Il faut sauver le soldat....... choisissez les options que vous voudrez. Victimes, sauveurs et bourreaux, la main dans la main. S'il pouvaient nous lâcher les valseuses!!!!!
"Felix qui potuit causas rerum cognoscere". Si pleureuses il y a , c'est qu'elles accompagent un cortège funèbre. Celui de la vision technique de l'ostéopathe, concurrencé dramatiquement par cette
foule dont l'ambition n'est que de porter un titre.
A force de se retourner dans sa tombe, je pense qu'au cimetiere de Kirkville, la tombre d'Andrew Taylor est la seule climatisée....


peronnet 11/03/2011 14:58


C'est clair que nous sommes dans un pays où l'abus de pouvoir thérapeutique est de mise.Pourquoi accompagner la vitalité des patients alors que la prise en charge est beaucoup plus simple et
lucrative.Au fait, ce fameux trou de la sécu sert -il les intérêt de certains: un trou peut en cacher un autre...genre les dépenses du "train" de vie de l'état,ah? mais oui!on dit plutôt: un train
peut en cacher un autre. Mais où se trouve celui de l'ostéopathie?sur une voie de garage,sans locomotive?

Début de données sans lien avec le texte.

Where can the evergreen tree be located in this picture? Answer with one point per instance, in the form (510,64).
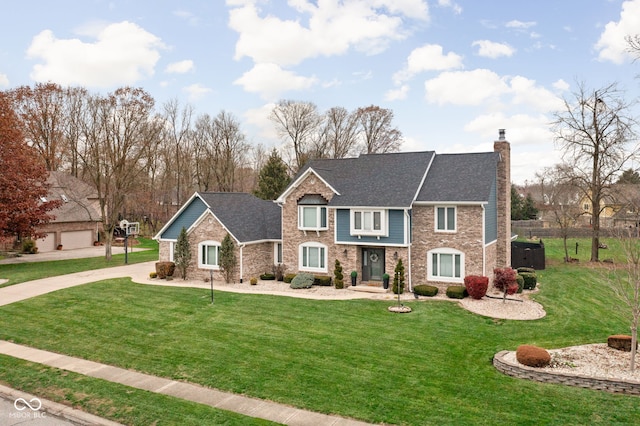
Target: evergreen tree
(273,178)
(182,254)
(227,259)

Trickster 13/03/2011 08:55



L'ambiance n'est décidément pas à l'optimisme que ce soit chez nous ou loin de chez nous. Il y a une référence que j'ai bien aimée ce matin en écoutant la revue de presse d'Ivan Levaï, c'est
celle de Sisyphe poussant son rocher indéfiniment et qu'il faut néanmoins imaginer heureux. Sisyphe n'était pas, selon la légende, un personnage exempt de reproches, loin de là, et quelque part,
nous sommes amenés à penser qu'il mérite son sort, en étant parfaitement responsable ; comme nous peut-être ?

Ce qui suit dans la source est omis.